Rapporté par Ibn `Umar : J'ai entendu le Messager d'Allah (ﷺ), alors qu'il était en état d'ihram et que ses cheveux étaient collés avec de la gomme, dire : « Labbaik, Allahumma Labbaik, Labbaik La Sharika laka Labbaik. Inn-al-Hamda Wan-Ni'mata Laka wal-Mulk, La Sharika Lak. » Il n'a rien ajouté à ces paroles
Rapporté par Hafsa (l'épouse du Prophète) : J'ai dit : « Ô Messager d'Allah (ﷺ) ! Pourquoi les gens ont-ils terminé leur ihram après avoir accompli la Umra alors que toi, tu n'as pas terminé ton ihram après ta Umra ? » Il a répondu : « J'ai appliqué du talbid (de la gomme) sur mes cheveux et j'ai décoré mon hadi avec des guirlandes, donc je ne terminerai pas mon ihram avant d'avoir sacrifié mon hadi (l’animal pour le sacrifice). »

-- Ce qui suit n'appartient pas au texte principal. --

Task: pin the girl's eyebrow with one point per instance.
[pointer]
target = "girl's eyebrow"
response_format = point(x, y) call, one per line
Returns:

Rapporté par Ibn `Abbas : Le Prophète (ﷺ) imitait les gens des Écritures dans les choses où il n’y avait pas d’ordre d’Allah. Les gens des Écritures laissaient leurs cheveux retomber, tandis que les polythéistes séparaient leurs cheveux au milieu. Donc, le Prophète (ﷺ) a d’abord laissé ses cheveux retomber, puis plus tard, il les a séparés
Rapporté par `Aisha : C’est comme si je voyais encore la raie brillante dans les cheveux du Prophète (ﷺ) alors qu’il était en état d’ihram
Rapporté par Ibn Abbas : Une fois, j’ai passé la nuit chez ma tante Maimuna bint Al-Harith et le Messager d’Allah (ﷺ) était avec elle car c’était son tour. Le Messager d’Allah (ﷺ) s’est levé pour prier la nuit. Je me suis mis à sa gauche, mais il a pris mes deux mèches de cheveux et m’a fait passer à sa droite. Rapporté par Abu Bishr : (le hadith ci-dessus) mais il a précisé : Ibn Abbas a dit : (il a pris) mes deux tresses sur ma tête
Rapporté par Ubaidullah bin Hafs : Umar bin Nafi lui a raconté que Nafi, le serviteur de Abdullah, avait entendu Umar dire : « J'ai entendu l'Envoyé d'Allah interdire Al-Qaza'. » Ubaidullah a ajouté : J'ai demandé : « Qu'est-ce qu'Al-Qaza' ? » Ubaidullah a alors montré sa tête pour nous expliquer et a ajouté : « Nafi a dit : 'C'est quand on rase la tête d'un garçon en laissant des mèches de cheveux ici et là.' » Ubaidullah a montré son front et les côtés de sa tête. On a demandé à Ubaidullah : « Est-ce que cela concerne aussi bien les filles que les garçons ? » Il a répondu : « Je ne sais pas, mais Nafi a parlé du garçon. » Ubaidullah a ajouté : « J'ai redemandé à Nafi, et il a dit : 'Pour ce qui est de laisser des cheveux sur les tempes et à l'arrière de la tête d'un garçon, il n'y a pas de mal, mais Al-Qaza' consiste à laisser une mèche de cheveux sur le front alors que le reste de la tête est rasé, ou à laisser des cheveux sur les côtés de la tête.' »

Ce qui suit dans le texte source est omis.